Pas de Deux – Depois do pior trecho do filme, vem o melhor. O cineasta carioca Carlos Saldanha cria um verdadeiro show à parte. Uma DR de um casal de bailarinos nunca me pareceu tão bela. A história em si não é original: um bailarino (Rodrigo Santoro) é convidado a participar de uma importante companhia de dança em Berlim, mas tende a recusar a incrível oferta para ficar junto a sua amada (Bruna Linzmeyer), que também é bailarina. O trecho mais poético do filme, e o jogo de sombras no palco do Theatro Municipal é belíssimo. Singelo e marcante. Nota 10.
Inútil Paisagem – Outro diretor carioca, José Padilha chamou o amigo de outrora Wagner Moura para fazer basicamente um monólogo sobre um homem que voa de asa delta pela cidade e discute com o Cristo Redentor as mazelas da cidade.

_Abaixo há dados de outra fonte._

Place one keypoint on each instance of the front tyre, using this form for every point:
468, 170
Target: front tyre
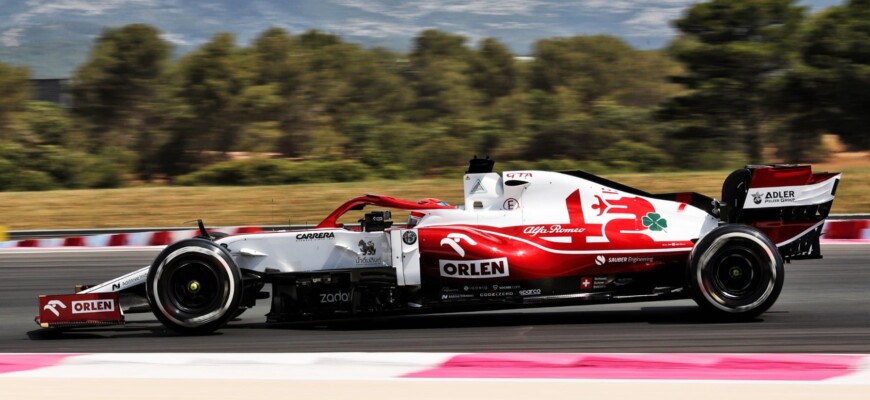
194, 287
735, 272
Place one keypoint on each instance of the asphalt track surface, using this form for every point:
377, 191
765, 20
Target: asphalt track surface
824, 308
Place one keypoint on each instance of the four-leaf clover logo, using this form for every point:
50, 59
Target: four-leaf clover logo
654, 222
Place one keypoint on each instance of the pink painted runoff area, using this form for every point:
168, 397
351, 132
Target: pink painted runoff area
27, 362
763, 367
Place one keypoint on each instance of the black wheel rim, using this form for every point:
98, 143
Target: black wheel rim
194, 288
738, 276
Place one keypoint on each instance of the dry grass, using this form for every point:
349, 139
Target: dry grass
298, 204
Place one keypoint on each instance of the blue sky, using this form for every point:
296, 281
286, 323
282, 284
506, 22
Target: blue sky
389, 23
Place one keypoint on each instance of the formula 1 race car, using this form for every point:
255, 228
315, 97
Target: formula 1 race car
522, 238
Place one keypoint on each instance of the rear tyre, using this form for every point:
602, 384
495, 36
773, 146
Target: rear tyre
194, 287
735, 272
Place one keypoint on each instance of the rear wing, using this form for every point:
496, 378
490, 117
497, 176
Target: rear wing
789, 203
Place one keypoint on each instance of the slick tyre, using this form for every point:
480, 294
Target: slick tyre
735, 272
194, 287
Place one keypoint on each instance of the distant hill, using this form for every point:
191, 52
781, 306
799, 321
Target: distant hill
52, 37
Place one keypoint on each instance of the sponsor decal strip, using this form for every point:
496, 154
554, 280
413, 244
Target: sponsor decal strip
628, 251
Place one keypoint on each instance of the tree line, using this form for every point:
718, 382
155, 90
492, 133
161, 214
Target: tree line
744, 81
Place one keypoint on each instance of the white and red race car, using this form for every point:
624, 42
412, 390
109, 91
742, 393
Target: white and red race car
522, 238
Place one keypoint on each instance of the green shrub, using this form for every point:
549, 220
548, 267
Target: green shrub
630, 156
276, 172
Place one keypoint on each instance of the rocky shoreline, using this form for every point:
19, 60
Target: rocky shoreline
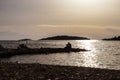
18, 71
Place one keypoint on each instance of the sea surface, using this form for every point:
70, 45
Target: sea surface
102, 54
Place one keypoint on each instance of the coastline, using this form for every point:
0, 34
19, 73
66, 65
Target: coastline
18, 71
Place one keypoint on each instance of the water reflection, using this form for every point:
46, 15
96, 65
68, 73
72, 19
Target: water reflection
89, 58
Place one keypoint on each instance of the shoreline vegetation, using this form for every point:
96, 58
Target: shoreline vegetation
20, 71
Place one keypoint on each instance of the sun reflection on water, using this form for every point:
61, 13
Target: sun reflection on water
89, 58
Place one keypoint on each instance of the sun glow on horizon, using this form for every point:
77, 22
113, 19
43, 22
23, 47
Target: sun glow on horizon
85, 3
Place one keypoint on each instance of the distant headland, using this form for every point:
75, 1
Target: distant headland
64, 37
113, 38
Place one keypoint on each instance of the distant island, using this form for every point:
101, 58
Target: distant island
65, 38
114, 38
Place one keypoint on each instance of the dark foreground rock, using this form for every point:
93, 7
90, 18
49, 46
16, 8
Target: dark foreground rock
15, 71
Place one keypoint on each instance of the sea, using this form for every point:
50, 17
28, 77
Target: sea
101, 54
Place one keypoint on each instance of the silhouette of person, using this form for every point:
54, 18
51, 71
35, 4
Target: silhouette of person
68, 45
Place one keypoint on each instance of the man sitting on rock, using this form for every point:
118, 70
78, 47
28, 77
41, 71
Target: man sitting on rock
68, 46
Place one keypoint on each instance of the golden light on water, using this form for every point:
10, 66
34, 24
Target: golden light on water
89, 58
85, 3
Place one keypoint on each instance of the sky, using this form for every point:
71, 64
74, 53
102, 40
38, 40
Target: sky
37, 19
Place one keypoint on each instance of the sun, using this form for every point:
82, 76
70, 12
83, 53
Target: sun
84, 3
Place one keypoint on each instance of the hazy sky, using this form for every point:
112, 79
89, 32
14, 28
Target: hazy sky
42, 18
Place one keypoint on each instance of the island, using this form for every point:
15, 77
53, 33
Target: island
113, 38
65, 37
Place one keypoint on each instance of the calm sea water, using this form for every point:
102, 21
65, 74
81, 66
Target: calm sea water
103, 54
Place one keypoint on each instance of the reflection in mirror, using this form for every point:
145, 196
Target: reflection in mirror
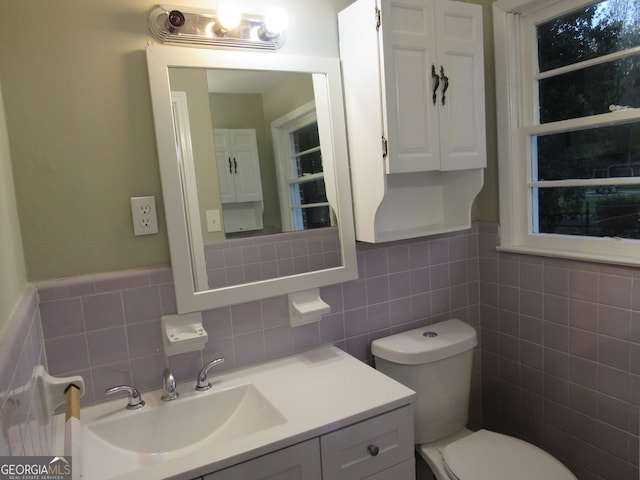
255, 170
257, 160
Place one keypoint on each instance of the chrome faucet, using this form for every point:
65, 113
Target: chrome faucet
135, 400
203, 383
169, 391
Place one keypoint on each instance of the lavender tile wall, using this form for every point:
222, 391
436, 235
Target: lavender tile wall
560, 340
24, 431
249, 259
107, 327
561, 357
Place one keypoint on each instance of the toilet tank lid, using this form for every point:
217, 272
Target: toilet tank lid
426, 344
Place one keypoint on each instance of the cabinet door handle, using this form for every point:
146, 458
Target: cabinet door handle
445, 85
436, 82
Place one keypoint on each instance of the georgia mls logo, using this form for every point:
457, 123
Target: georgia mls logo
35, 468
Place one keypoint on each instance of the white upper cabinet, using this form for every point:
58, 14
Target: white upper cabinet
428, 57
238, 165
413, 74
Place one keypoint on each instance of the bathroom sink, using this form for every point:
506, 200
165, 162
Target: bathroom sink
169, 426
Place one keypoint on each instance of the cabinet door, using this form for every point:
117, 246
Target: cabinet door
460, 55
224, 161
408, 48
299, 462
246, 165
369, 447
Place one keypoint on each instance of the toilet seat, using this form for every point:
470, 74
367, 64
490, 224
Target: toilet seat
486, 455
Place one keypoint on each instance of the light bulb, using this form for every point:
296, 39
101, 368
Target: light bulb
229, 15
276, 21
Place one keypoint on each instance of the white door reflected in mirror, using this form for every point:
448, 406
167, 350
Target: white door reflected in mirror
284, 219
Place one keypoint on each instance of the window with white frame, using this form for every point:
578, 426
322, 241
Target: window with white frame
303, 198
568, 94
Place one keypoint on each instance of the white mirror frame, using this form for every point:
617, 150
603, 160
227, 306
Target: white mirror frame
329, 104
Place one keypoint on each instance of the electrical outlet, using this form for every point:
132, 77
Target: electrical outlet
213, 221
143, 212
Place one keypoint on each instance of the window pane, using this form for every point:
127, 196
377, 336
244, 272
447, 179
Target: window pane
597, 30
597, 211
315, 217
308, 164
604, 152
590, 91
305, 138
309, 192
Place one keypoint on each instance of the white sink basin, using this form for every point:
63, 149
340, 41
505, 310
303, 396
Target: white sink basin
169, 426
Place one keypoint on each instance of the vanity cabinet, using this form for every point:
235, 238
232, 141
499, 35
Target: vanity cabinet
413, 74
379, 448
298, 462
239, 178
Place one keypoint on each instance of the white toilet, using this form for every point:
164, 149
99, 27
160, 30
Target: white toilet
435, 361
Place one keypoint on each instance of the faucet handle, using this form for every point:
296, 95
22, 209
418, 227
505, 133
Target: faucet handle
135, 399
203, 383
169, 389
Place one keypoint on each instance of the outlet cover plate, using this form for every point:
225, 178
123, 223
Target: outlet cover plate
145, 218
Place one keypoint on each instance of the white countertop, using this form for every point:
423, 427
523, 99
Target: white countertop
318, 391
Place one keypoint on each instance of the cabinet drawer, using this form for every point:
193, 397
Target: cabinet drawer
368, 447
298, 462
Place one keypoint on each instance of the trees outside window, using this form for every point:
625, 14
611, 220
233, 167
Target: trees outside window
570, 137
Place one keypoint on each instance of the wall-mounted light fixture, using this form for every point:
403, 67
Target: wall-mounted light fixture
227, 27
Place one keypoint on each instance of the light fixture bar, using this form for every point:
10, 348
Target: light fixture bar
190, 26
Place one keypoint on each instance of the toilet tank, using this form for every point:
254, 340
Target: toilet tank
434, 361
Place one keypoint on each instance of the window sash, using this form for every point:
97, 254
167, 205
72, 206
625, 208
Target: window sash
514, 22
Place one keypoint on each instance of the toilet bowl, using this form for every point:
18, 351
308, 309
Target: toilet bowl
435, 361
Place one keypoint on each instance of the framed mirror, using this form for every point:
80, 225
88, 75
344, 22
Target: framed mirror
255, 178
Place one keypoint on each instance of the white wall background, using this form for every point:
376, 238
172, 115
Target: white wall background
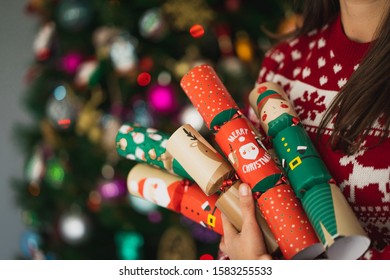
17, 32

O texto é muito bem pensado e transmite aquilo que quase todo brasileiro pensa. Ainda assim, me pareceu meio deslocado. Nota 8.
O Milagre – A atriz e diretora libanesa Nadine Labaki traz a história mais “fofa” do filme, assim como também a mais ingênua. É a história de um casal de atores veteranos, interpretados por Harvey Keitel e a própria Nadine, que ao passar por uma estação de trem se deparam com um menino (Cauã Antunes) que está em frente a um orelhão aguardando um telefonema de Jesus. É bem interessante e traz uma mensagem bem legal, além de um desfecho engraçado. Pena que o menino precise de um fonoaudiólogo urgente, pois tem uma dicção terrível! Se eu como carioca não entendi várias coisas que ele falou, como um ator americano fez isso na história do curta é o verdadeiro milagre que o intitula. Nota 9.
E ainda há o cineasta austro-brasileiro Vicente Amorim que dirigiu as partes que ligam todas as histórias, dando destaque ao personagem do taxista interpretado por Michel Melamed, que sofre de amor pela intérprete e professora de inglês interpretada por Cláudia Abreu (que, aliás, juntamente com Eduardo Sterblitch, é responsável pela cena mais engraçada do longa, ambientado numa sala de aula). Mesmo sendo tão heterogêneo, o filme é um agradável passatempo, com uma trilha sonora excelente, merchandising descarado (sorvete, cerveja e perfumaria, só pra citar os mais gritantes) e mais bons momentos que ruins.